Pregnant Woman with Fulminant Disseminated TB to the Omentum and PlacentaBaraa K Nabulsi1*, Mai Kadi2, Hateem AlAbadi3, Rawaa K Alnabulsi4, Ahmad Badeghiesh5 and Sarah Aldhaheri5
- Corresponding Author:
- Baraa K Nabulsi
Resident of laparoscopic surgery
Prince Sultan Centre for Advanced Laparoscopic Surgery
King Fahad General Hospital, Jeddah, Saudi Arabia
Tel: +966 26606111 Ext. 2624
Fax: +966 26672942
E-mail: [email protected]
Received Date: March 17, 2014; Accepted Date: May 22, 2014; Published Date: May 28, 2014
Citation: Nabulsi BK, Kadi M, AlAbadi H, Alnabulsi RK, Badeghiesh A, et al. (2014) Pregnant Woman with Fulminant Disseminated TB to the Omentum and Placenta. Gynecol Obstet (Sunnyvale) 4: 225. doi: 10.4172/2161-0932.1000225
Copyright: © 2014 Nabulsi BK, et al. This is an open-access article distributed under the terms of the Creative Commons Attribution License, which permits unrestricted use, distribution, and reproduction in any medium, provided the original author and source are credited.
This is a case report of a young 24 year old Somali woman in her 27th week of gestation who was given Rifampicin, Ethambutol, INH, Pyridoxine and Pyrazinamide as a treatment for systemic TB. She did not respond to the treatment.
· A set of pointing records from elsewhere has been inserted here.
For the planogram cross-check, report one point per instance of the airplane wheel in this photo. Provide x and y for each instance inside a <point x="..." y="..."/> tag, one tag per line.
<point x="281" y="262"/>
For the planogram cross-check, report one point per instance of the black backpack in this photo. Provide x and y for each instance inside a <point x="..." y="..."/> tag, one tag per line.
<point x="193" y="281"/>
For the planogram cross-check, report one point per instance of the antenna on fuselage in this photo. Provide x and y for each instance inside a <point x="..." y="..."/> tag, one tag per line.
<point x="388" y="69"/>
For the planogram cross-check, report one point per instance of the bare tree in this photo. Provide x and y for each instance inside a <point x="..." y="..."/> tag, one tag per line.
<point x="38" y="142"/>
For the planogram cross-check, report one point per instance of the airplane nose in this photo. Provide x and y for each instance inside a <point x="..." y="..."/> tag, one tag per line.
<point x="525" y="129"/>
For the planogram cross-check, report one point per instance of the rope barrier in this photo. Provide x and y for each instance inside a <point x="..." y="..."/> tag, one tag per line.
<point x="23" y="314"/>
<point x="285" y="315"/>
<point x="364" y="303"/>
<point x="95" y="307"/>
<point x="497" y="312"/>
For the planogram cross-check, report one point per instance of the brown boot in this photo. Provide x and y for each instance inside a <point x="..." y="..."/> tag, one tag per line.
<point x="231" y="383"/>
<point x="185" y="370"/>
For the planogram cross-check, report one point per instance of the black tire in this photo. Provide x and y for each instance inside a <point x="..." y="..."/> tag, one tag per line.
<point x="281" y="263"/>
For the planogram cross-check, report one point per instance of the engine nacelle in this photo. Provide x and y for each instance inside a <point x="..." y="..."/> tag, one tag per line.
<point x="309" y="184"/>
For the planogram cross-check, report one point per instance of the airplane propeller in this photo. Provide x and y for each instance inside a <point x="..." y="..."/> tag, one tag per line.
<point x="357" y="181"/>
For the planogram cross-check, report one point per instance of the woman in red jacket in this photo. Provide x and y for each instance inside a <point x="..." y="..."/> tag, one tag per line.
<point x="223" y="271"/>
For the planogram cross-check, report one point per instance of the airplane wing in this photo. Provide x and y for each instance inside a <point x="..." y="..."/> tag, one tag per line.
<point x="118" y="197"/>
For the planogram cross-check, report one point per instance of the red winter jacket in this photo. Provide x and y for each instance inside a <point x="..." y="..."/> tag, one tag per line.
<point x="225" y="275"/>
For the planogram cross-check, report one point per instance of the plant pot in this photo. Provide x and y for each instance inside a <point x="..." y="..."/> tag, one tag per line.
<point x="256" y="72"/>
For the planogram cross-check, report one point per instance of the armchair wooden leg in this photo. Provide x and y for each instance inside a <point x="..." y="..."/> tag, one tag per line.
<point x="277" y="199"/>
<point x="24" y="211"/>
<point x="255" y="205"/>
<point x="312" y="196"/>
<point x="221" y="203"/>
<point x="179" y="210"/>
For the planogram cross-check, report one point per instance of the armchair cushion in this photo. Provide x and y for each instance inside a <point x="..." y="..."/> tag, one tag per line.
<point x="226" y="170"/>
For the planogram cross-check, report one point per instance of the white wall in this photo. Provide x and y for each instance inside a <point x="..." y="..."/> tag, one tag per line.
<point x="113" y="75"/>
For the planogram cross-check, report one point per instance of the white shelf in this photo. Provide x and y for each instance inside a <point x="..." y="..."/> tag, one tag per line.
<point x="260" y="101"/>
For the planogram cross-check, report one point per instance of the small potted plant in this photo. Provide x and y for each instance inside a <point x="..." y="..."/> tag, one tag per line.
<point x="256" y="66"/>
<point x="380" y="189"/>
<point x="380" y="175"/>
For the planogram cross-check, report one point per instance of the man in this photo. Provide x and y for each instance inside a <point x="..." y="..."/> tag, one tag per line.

She died because of brainstem infarction (brain death). According to MRI results, multiple brain tuberculomas were seen suggesting brain TB. Brain biopsy was not done and the treatment was initiated at her 27th week of gestation. Patient arrested and was transferred to ICU with GCS of 3-4/15. Cesarean section was done at the 29th week of gestation and the infant was not infected. There were query tuberculosis seeding scattered all over the patient’s omentum and placenta.
A specimen was taken for histopathology, which demonstrated that the placenta and omentum contained focal areas of microinfarctions and necrotizing granulomas consistent with tuberculosis. We emphasize that screening should be done during pregnancy to discover dormant infection, asymptomatic disease and to lower the incidence of congenital TB. The aggressive early treatment for dissemination of the disease, especially when associated with pregnancy, and the importance of early diagnosis and therapy will result in regression of the lesions.